Seoang gelandangan yang sering aku lihat di sini,tampak masih tertidur pulas di seberang pagar kolam sana.Ah,betapa dia tanpa beban.Bebas.Lepas.Tak pernah berpikir akan omelan majikan,tak pernah pusing akan intrik di tempat kerja,tak pernah risau urusan beras di rumah.Oh..dia menggeliat,kemudian duduk,bengong sejenak.Apa yang sedang dia pikirkan?Hm,kembali ia rebah di bangku semen yang bentuk dan ukurannya sama dengan tempatku duduk.Ops!Dalam sekejap,aku meralat pandanganku tentangnya.Tak benar bahwa gelandangan itu bebas lepas tanpa masalah.Jelas-jelas ia manusia,jelas-jelas pula ia memiliki problem,hanya mungkin berbeda dengan problem orang kebanyakan.Sorot mata cekung lelaki muda itu tak bisa berbohong.Ada kedukaan dan keletihan di sana.Juga ada keruwetan hidup jelas membayang.Hm,barangkali kalau aku terus mengamati dan menulis tentang seseorang yang tidak benar-benar tidur ini,akan jadilah sebuah cerpen tentang seorang lelaki muda yang sebaya denganku,berbaju biru lengan panjang,bercelana jeans coklat,bersandal jepit.Ya,barangkali akan lahir sebuah cerita sepanjang duaribu atau tigaribu karakter keyboard komputer.

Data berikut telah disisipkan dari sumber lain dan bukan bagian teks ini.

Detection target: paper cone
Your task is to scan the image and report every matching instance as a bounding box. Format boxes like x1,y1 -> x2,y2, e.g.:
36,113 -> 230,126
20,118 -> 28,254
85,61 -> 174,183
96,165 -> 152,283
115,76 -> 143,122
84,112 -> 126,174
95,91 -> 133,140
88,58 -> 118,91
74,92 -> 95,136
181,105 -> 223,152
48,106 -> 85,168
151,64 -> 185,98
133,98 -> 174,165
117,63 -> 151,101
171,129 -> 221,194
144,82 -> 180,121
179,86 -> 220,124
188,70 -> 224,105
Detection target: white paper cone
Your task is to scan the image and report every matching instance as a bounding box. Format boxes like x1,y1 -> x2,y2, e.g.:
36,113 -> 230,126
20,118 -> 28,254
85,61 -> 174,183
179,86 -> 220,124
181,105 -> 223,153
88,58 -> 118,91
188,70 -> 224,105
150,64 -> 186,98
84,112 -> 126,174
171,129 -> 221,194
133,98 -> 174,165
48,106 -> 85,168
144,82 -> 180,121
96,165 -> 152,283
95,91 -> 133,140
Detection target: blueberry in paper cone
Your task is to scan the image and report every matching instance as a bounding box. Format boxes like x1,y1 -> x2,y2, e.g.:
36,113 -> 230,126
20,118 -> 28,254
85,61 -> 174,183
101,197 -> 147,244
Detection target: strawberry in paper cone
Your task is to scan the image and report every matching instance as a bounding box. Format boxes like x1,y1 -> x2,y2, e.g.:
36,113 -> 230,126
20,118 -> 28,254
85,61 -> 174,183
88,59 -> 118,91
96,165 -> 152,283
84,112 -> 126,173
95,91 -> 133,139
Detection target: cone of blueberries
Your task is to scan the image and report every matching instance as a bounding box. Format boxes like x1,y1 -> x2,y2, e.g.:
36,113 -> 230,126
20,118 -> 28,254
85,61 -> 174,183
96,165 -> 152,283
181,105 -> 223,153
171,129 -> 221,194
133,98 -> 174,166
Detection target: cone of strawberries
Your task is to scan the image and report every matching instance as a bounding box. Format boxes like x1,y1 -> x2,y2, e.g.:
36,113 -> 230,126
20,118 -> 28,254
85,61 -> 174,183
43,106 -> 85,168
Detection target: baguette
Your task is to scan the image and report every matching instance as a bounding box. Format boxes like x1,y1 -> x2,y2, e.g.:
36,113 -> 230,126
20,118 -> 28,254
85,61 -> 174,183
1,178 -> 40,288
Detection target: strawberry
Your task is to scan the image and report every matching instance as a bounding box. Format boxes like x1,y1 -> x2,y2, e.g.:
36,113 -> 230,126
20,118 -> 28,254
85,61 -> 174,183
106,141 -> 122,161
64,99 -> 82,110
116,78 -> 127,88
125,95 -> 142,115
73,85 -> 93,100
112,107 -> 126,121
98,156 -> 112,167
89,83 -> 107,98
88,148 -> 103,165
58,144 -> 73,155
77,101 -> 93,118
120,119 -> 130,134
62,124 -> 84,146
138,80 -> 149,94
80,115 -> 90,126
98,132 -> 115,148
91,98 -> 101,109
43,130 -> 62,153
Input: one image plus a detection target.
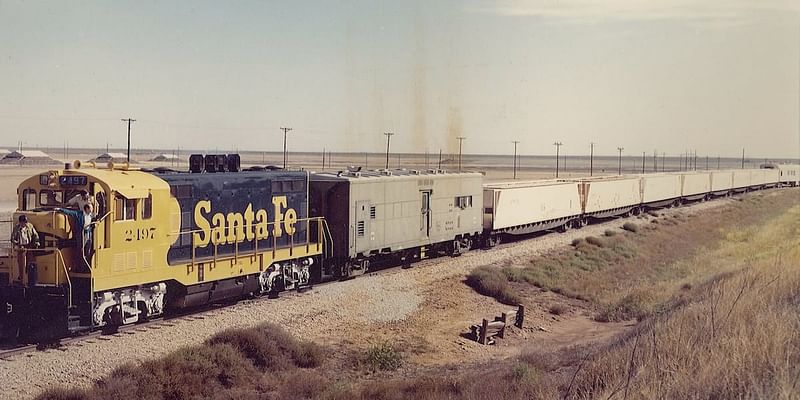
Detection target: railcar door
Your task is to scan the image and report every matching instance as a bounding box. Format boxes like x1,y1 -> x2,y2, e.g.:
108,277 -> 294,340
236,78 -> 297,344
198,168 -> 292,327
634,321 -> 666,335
355,201 -> 371,253
420,190 -> 431,237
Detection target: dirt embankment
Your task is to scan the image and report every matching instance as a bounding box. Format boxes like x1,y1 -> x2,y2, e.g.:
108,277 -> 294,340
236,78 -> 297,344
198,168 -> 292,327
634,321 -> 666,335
6,191 -> 798,398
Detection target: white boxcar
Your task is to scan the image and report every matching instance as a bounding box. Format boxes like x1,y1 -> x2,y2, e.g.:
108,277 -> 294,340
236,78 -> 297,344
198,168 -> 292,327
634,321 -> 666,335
761,169 -> 781,187
731,169 -> 750,192
775,164 -> 800,186
681,172 -> 711,200
580,175 -> 642,217
711,171 -> 733,196
641,174 -> 681,206
483,180 -> 582,233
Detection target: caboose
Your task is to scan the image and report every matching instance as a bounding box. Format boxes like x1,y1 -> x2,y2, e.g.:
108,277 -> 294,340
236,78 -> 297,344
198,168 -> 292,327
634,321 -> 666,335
0,155 -> 325,341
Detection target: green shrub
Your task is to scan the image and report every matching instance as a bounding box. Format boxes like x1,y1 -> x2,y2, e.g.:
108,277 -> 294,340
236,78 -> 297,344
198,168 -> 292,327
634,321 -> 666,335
622,222 -> 639,233
586,236 -> 608,247
364,342 -> 403,371
548,304 -> 569,315
467,266 -> 522,305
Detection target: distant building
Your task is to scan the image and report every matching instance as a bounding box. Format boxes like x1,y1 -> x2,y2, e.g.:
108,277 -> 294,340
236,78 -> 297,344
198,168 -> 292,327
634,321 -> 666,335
150,154 -> 180,161
92,153 -> 136,164
0,150 -> 61,165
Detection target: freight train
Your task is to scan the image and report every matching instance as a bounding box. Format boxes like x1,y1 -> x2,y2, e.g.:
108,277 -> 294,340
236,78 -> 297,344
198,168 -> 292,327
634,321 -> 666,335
0,155 -> 800,342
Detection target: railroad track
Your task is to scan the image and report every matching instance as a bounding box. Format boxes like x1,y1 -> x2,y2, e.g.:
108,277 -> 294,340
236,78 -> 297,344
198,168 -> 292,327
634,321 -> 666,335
0,192 -> 736,360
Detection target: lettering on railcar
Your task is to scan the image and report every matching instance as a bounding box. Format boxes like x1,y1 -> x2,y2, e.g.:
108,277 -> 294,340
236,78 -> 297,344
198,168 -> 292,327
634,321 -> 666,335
192,196 -> 297,248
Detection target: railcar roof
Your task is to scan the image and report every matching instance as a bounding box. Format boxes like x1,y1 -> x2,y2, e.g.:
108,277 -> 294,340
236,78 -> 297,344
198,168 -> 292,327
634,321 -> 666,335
311,168 -> 483,182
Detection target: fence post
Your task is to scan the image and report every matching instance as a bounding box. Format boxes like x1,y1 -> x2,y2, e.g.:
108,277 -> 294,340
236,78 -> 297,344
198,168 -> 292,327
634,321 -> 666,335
478,318 -> 489,344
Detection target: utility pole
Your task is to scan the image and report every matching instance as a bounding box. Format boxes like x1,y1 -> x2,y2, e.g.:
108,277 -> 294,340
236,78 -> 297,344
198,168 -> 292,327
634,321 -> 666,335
511,140 -> 519,179
642,152 -> 647,173
122,118 -> 136,165
553,142 -> 564,178
383,132 -> 394,169
456,136 -> 466,172
281,127 -> 292,169
653,150 -> 658,172
742,147 -> 744,169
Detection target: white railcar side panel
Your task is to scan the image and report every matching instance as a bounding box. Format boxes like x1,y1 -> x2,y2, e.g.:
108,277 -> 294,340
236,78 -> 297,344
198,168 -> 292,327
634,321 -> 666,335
681,172 -> 711,196
641,174 -> 681,203
711,171 -> 733,192
484,182 -> 581,230
584,177 -> 642,213
732,169 -> 750,189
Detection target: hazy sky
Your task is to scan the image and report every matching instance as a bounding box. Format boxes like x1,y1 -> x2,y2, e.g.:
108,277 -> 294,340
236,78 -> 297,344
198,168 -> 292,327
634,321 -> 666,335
0,0 -> 800,157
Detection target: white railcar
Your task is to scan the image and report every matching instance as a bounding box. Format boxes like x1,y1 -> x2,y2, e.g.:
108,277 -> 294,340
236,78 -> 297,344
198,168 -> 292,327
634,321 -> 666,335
579,175 -> 642,218
483,180 -> 582,234
641,174 -> 681,207
711,170 -> 733,196
680,171 -> 711,200
731,169 -> 751,193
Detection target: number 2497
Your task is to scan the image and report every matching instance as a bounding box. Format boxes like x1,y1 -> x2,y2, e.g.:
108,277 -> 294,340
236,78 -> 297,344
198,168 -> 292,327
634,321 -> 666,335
125,228 -> 156,242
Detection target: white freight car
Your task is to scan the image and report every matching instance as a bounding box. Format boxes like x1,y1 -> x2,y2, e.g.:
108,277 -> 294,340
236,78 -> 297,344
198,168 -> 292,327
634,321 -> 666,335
711,171 -> 733,196
579,175 -> 642,218
767,164 -> 800,186
640,174 -> 681,207
680,171 -> 711,201
483,180 -> 582,234
731,169 -> 750,193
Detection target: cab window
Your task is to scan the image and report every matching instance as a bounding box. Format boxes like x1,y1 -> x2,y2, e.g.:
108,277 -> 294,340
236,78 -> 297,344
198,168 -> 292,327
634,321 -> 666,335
39,189 -> 64,207
114,196 -> 136,221
22,189 -> 36,211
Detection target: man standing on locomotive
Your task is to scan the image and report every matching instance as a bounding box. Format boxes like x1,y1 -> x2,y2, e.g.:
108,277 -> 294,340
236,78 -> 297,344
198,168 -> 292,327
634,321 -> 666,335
67,189 -> 97,216
11,215 -> 39,282
56,203 -> 94,268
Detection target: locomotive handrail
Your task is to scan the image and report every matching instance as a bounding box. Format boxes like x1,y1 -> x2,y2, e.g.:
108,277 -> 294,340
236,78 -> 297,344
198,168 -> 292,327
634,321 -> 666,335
55,248 -> 72,308
167,217 -> 329,266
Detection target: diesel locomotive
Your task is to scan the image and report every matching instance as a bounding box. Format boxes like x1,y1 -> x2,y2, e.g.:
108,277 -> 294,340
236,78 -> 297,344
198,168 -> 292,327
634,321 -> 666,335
0,155 -> 800,342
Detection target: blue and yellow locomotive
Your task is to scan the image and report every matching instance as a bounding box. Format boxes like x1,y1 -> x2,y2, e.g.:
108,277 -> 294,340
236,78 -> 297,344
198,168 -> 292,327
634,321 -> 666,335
0,156 -> 325,341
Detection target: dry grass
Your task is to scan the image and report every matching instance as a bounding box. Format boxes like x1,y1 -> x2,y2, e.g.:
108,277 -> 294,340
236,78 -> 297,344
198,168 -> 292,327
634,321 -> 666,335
34,324 -> 325,400
39,194 -> 800,400
466,266 -> 522,305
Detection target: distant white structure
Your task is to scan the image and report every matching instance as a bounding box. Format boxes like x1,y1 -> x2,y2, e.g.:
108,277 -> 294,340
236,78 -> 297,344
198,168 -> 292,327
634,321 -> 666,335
0,150 -> 61,165
92,153 -> 136,164
150,153 -> 180,161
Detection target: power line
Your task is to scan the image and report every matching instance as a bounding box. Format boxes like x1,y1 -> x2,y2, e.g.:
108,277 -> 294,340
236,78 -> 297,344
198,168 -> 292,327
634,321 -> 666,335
122,118 -> 136,165
281,127 -> 292,169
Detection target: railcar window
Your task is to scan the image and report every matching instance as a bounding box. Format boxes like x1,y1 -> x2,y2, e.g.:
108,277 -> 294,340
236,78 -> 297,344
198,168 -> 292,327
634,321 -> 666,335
357,221 -> 364,237
39,189 -> 64,207
114,196 -> 136,221
142,195 -> 153,219
455,196 -> 472,209
22,189 -> 36,211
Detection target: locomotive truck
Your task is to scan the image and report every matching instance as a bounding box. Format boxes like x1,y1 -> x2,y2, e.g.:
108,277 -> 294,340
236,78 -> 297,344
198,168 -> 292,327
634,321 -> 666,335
0,155 -> 800,341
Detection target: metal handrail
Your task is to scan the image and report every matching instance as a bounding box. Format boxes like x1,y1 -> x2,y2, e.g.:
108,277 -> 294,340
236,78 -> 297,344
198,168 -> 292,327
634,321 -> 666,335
54,248 -> 72,308
167,217 -> 329,266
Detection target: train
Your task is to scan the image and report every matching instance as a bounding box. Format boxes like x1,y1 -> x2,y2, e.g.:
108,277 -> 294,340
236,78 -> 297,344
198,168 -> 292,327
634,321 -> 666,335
0,154 -> 800,342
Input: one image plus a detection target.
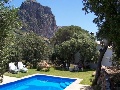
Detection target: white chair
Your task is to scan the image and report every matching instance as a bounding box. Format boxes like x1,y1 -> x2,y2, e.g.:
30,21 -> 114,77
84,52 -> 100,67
18,62 -> 28,72
9,62 -> 18,73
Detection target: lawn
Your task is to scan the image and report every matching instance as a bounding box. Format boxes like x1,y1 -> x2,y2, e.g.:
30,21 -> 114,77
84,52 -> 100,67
4,68 -> 94,85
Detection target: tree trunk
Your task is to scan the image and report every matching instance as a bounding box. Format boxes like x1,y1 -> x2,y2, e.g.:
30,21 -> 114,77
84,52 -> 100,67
92,44 -> 109,86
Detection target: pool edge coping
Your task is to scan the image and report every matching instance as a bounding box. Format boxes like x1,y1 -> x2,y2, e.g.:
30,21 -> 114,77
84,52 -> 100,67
0,73 -> 83,90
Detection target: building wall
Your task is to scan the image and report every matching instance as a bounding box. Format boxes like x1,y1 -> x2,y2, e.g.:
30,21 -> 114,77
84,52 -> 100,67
101,48 -> 113,66
75,44 -> 113,68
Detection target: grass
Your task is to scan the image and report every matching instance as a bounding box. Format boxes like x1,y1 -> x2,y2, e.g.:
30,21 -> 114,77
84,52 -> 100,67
4,68 -> 94,85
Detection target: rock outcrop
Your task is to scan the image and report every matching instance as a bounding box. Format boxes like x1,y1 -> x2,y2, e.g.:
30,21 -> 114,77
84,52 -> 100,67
18,0 -> 57,38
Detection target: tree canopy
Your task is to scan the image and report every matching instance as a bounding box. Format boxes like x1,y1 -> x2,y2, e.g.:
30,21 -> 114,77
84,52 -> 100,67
53,26 -> 96,67
83,0 -> 120,85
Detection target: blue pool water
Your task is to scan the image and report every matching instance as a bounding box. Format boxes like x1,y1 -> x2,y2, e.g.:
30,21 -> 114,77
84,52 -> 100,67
0,75 -> 76,90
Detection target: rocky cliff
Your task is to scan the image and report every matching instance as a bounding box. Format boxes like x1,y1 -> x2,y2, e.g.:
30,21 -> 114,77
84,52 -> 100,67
19,0 -> 57,38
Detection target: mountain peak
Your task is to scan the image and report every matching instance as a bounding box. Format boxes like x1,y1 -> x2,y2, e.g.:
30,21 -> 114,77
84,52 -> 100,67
19,0 -> 57,38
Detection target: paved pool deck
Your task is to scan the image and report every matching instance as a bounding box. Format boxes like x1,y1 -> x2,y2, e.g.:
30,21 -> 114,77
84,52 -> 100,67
0,75 -> 93,90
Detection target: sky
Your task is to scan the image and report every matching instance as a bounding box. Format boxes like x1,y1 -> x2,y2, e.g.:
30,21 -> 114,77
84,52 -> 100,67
10,0 -> 98,33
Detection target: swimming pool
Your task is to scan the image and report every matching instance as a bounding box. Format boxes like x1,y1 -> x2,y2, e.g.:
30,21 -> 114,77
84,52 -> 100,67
0,75 -> 76,90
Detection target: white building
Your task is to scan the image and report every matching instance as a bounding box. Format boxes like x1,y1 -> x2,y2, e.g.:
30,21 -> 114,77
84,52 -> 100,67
74,41 -> 113,68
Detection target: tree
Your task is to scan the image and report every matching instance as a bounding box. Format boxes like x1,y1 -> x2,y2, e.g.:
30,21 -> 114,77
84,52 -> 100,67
83,0 -> 120,84
53,26 -> 96,65
0,0 -> 20,82
20,32 -> 48,68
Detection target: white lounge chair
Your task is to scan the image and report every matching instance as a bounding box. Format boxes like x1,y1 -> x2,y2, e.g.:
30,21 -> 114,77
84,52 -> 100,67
18,62 -> 28,73
9,62 -> 18,73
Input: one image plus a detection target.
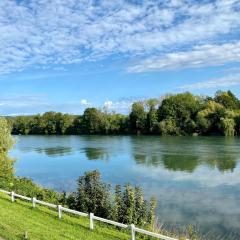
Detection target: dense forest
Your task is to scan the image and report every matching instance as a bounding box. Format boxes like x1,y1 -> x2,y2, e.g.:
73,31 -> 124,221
0,118 -> 156,230
7,91 -> 240,136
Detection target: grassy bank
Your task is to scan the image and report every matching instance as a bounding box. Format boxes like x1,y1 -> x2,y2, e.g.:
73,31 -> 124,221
0,193 -> 130,240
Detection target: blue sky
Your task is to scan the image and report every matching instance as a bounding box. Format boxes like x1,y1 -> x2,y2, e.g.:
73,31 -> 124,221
0,0 -> 240,115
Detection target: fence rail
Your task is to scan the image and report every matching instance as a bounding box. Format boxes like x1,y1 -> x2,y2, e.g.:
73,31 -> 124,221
0,189 -> 180,240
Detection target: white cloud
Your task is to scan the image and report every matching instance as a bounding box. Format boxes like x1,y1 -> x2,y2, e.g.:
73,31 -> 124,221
180,74 -> 240,90
128,41 -> 240,72
80,99 -> 90,105
0,0 -> 240,74
103,100 -> 133,113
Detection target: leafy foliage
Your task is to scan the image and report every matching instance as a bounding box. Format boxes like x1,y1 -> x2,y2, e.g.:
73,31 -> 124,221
67,170 -> 156,226
8,91 -> 240,136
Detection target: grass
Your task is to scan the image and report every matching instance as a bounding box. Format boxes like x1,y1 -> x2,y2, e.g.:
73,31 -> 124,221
0,193 -> 130,240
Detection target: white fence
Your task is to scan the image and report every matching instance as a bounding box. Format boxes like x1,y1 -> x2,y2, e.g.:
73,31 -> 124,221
0,189 -> 178,240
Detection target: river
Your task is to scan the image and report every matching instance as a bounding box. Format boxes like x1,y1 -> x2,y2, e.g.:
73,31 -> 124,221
11,136 -> 240,240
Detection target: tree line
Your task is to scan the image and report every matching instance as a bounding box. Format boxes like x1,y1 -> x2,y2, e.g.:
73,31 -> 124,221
7,91 -> 240,136
0,118 -> 156,229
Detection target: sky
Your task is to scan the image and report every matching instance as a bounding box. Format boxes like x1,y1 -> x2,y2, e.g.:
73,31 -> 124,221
0,0 -> 240,116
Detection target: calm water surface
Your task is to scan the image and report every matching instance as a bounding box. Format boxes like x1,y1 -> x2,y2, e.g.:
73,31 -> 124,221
11,136 -> 240,239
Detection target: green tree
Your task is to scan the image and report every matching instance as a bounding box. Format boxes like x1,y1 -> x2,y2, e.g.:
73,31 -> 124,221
82,108 -> 102,134
148,197 -> 157,227
75,170 -> 112,218
146,99 -> 158,134
158,92 -> 201,135
129,102 -> 147,134
123,184 -> 135,224
114,185 -> 124,222
0,118 -> 14,189
214,91 -> 240,109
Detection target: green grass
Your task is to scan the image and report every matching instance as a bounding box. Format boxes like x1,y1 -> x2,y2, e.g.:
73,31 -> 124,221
0,193 -> 130,240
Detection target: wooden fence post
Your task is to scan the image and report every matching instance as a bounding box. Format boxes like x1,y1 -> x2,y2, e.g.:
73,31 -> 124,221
58,205 -> 62,219
11,192 -> 15,202
89,213 -> 94,230
130,224 -> 136,240
32,198 -> 36,208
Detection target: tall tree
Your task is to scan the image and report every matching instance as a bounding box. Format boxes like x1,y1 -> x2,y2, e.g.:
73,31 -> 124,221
129,102 -> 147,134
0,118 -> 14,188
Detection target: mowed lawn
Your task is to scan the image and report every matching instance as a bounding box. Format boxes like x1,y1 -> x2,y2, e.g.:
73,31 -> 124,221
0,193 -> 131,240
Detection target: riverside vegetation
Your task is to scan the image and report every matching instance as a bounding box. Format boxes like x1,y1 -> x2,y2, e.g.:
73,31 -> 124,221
0,118 -> 199,239
7,91 -> 240,136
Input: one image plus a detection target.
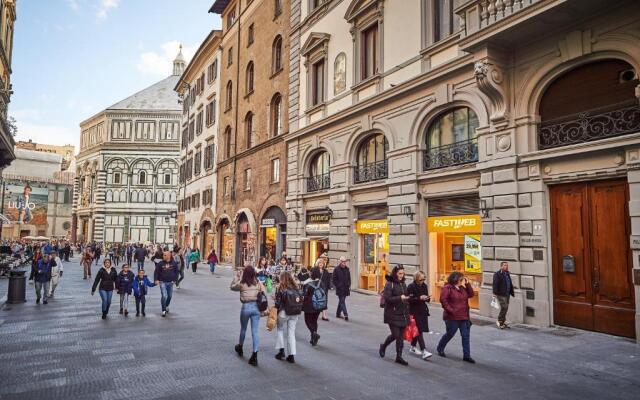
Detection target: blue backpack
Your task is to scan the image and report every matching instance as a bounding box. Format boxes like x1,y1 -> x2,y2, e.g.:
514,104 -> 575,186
309,282 -> 327,311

Akan tetapi,aku benar-benar sedang tidak berniat membuat cerpen pagi ini.Meski satu jam yang lalu aku membuka Friendster,ada si C 66 yang kembali menanyakan cerpenku.Katanya si Habib sudah siap untuk berlatih memonologkannya.Hah?Secepat itukah?Sejenak gugup menghampiriku.Kubalas si C 66,"Oke,aku ketik nanti malam,besok aku ke kedai Sinau".Ops!Ketika aku berlalu dari pintu warnet dekat rumah sakit,aku langsung berubah pikiran.Mengapa tak kuketik pagi ini saja?Pertanyaannya,cerpen yang mana? Yang pernah aku kirim ke majalah Bobo?Yang pernah kukirimkan ke Mata Baca,Jawapos,atau Kompas?Tidak.Aku ingin cerpen yang baru,gress!Cerpen yang belum pernah aku layangkan ke manapun.Cerpen yang belum pernah aku publikasikan pada siapapaun.Tapi mengapa ketika pameran itu kian dekat,aku tak jua menyelesaikan satu cerpen pun.Apakah aku harus ingkar pada komitmen awalku?Tolonglah aku,kawan.